In Coronavirus Fight, State OKs Crackdown On Private Parties

By: Alan Pollock

Topics: COVID-19

Baker Freezes Reopening Plan

Citing a surge in parties like the one in Chatham where at least 13 people may have contracted COVID-19, Gov. Charlie Baker Friday announced a freeze on the state’s economic reopening plan, new restrictions on public gatherings, and new enforcement of those rules at parties – even ones on private property.

“There have been many reports of pool parties, birthday parties, holiday parties, Fourth of July parties, all of which have been documented in great detail by our contact tracing teams,” Baker said. The parties have been shown to contribute to community spread of COVID-19 and to new clusters of the disease. “These parties are too big, too crowded, and people are simply not being responsible about face coverings, social distancing or any of the major metrics that we’ve put in place” to manage the spread of the illness, the governor said.

Effective Tuesday, Aug. 11, the number of people allowed to gather together outdoors will be reduced from 100 to 50. Indoor gatherings remain capped at 25 people. People must maintain six feet of distance between one another and must wear face coverings.

In key communities where COVID-19 cases are rising quickly, the state will deploy a “COVID Enforcement and Intervention Team” that includes members of various state agencies to coordinate better enforcement and public education.
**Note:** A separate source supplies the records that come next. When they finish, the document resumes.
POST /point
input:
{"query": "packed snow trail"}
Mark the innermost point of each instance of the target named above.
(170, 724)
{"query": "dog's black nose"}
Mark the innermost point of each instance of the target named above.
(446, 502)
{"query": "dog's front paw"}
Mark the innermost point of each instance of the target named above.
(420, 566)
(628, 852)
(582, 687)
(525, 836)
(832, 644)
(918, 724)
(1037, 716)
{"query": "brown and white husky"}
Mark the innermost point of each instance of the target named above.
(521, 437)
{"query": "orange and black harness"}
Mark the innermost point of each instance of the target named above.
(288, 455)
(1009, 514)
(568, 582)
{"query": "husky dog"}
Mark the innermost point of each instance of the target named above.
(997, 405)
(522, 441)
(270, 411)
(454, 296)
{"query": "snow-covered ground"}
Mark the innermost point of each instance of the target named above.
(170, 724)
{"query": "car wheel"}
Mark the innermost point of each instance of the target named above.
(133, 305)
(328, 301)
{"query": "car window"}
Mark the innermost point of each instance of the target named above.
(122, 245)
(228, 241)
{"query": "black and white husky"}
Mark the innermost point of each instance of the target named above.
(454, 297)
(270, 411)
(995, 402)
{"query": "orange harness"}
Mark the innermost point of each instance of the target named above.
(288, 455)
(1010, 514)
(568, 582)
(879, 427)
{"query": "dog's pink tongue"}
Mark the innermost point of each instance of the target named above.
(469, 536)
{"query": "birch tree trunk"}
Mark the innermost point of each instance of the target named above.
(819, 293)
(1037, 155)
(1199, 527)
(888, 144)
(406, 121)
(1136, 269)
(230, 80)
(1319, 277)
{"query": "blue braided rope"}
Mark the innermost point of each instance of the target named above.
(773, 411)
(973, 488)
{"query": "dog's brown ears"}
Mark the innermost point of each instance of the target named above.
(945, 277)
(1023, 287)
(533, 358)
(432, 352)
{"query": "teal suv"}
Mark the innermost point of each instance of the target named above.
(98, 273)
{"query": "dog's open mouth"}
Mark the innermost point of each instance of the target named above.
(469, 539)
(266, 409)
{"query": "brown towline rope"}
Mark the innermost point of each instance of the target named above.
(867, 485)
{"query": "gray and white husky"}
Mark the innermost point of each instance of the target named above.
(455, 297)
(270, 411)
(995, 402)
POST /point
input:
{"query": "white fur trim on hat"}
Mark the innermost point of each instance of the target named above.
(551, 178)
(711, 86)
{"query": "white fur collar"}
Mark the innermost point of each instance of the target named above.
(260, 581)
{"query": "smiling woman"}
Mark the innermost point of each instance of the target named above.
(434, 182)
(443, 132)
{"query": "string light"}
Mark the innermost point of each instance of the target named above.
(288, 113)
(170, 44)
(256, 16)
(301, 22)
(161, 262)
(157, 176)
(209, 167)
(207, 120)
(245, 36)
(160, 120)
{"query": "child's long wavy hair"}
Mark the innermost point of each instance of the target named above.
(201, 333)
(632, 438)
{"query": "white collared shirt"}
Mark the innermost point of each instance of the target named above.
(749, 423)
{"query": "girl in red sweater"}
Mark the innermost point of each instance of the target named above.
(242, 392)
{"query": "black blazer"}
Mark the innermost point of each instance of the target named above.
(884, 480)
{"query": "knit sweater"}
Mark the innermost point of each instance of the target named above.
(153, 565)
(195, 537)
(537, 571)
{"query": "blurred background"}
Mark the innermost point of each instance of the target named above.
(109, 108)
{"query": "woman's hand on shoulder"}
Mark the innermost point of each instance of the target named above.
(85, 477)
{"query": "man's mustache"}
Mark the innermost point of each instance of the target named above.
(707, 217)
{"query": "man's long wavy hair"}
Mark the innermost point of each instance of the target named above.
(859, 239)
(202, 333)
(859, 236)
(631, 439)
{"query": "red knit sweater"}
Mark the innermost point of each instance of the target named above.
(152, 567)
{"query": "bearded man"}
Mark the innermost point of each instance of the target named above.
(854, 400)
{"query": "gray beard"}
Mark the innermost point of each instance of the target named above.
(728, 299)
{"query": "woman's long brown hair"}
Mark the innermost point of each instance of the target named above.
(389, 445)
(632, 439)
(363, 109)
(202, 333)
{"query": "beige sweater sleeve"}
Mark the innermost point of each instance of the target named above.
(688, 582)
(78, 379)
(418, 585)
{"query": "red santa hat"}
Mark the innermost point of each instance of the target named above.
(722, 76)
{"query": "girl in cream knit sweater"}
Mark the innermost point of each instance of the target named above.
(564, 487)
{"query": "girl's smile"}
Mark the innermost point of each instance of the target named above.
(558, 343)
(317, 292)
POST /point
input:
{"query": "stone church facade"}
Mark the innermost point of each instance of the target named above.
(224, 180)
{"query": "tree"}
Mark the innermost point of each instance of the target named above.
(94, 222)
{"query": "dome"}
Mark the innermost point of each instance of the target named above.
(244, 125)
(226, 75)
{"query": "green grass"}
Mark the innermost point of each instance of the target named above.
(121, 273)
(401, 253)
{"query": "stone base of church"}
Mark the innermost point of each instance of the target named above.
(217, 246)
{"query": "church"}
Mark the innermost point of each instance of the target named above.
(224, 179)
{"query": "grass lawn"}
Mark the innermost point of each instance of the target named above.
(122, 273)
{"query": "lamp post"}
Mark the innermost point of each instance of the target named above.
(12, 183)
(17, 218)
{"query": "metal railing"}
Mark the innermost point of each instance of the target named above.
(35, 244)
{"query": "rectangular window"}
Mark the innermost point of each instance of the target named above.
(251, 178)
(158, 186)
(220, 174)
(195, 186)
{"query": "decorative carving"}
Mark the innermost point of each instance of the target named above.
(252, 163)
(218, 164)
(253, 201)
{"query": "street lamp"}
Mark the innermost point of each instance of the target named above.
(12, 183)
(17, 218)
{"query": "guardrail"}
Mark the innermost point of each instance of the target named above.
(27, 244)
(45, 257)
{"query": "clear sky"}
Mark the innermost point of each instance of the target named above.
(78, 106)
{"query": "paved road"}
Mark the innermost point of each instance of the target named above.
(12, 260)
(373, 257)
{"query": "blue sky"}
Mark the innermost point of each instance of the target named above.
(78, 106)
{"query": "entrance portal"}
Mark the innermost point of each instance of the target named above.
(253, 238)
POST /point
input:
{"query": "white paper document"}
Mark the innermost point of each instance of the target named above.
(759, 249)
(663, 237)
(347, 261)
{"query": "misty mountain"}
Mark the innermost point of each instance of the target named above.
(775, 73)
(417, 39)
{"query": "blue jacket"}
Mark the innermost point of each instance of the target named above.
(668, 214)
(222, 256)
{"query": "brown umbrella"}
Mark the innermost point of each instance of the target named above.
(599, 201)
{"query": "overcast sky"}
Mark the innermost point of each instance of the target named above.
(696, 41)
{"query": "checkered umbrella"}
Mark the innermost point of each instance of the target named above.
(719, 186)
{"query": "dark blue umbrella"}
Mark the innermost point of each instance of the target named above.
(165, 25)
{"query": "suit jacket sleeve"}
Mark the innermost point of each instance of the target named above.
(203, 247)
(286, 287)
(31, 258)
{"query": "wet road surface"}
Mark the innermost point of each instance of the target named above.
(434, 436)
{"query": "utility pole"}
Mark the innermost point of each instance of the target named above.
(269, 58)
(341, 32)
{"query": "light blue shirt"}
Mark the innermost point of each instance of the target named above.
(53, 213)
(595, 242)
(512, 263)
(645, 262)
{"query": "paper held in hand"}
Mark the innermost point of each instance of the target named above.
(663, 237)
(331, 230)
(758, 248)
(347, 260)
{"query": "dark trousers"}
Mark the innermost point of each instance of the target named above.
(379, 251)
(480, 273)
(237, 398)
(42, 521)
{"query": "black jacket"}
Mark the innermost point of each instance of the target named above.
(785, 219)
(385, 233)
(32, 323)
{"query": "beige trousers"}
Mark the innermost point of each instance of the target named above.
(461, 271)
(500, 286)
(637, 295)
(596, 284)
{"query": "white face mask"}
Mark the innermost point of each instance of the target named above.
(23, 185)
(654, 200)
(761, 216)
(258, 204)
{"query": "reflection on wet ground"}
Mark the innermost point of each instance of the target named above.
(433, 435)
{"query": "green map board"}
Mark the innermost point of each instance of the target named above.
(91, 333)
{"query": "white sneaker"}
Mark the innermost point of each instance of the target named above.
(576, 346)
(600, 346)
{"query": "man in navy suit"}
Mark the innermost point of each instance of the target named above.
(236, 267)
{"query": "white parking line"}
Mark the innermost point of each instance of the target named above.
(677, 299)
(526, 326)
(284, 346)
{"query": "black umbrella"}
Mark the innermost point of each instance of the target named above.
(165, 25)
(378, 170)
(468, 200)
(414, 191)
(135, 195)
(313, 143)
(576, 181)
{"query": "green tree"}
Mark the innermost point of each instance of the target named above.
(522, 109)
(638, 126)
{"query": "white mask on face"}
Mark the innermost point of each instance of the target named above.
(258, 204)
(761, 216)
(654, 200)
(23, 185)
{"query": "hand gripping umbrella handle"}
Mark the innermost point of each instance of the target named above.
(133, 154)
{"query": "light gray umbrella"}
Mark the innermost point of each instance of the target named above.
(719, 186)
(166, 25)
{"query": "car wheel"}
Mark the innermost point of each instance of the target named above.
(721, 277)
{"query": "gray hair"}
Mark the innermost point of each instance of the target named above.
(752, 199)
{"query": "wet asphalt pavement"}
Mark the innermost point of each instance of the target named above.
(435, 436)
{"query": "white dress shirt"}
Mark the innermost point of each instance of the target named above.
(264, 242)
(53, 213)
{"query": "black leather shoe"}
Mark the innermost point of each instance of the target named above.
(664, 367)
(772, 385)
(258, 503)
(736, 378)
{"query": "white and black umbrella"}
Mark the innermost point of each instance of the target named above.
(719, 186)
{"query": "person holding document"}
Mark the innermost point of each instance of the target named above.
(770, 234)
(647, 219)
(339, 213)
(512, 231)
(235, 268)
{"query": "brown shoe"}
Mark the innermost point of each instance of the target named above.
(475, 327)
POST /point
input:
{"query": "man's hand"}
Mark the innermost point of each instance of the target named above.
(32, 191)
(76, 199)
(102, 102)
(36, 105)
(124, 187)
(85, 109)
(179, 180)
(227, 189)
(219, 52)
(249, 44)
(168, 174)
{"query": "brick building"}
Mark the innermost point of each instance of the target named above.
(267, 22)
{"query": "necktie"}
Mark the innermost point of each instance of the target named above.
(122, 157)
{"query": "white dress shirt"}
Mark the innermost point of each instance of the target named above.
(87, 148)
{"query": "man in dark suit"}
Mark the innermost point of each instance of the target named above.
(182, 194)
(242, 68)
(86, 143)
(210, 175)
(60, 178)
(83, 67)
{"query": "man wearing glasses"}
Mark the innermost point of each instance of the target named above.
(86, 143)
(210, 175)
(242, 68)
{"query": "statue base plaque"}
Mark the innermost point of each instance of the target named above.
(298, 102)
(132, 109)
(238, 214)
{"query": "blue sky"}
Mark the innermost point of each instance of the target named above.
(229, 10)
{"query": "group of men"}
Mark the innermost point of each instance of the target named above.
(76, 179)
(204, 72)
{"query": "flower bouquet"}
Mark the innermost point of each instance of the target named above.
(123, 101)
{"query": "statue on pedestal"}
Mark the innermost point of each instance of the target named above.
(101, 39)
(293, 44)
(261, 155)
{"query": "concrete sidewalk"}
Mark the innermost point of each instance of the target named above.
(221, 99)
The goal, he said, is to increase awareness of the problem in those communities “and help people change their behavior.” The vast majority of people in Massachusetts are following the rules, he said.

“We cannot let the actions of some force all of us to move backwards,” Health and Human Services Secretary Marylou Sudders said.

In a key development, state and local police will now have the authority to enforce the public health rules on private property, where they previously lacked jurisdiction. Local health officials have made it clear that this has been a clear limitation in responding to parties in Chatham and other area towns.

Baker announced that the economic reopening plan would be halted at its current stage, Step 2 of Phase 3, and that it would remain at this level indefinitely. He also made it clear that there would be increased enforcement of “bars masquerading as restaurants” who serve pretzels or potato chips in order to meet the standards that allowed them to reopen under the plan. Representatives of the state’s Alcoholic Beverages Control Commission will be represented on the enforcement team, and will be able to revoke licenses or issue hefty fines to violators.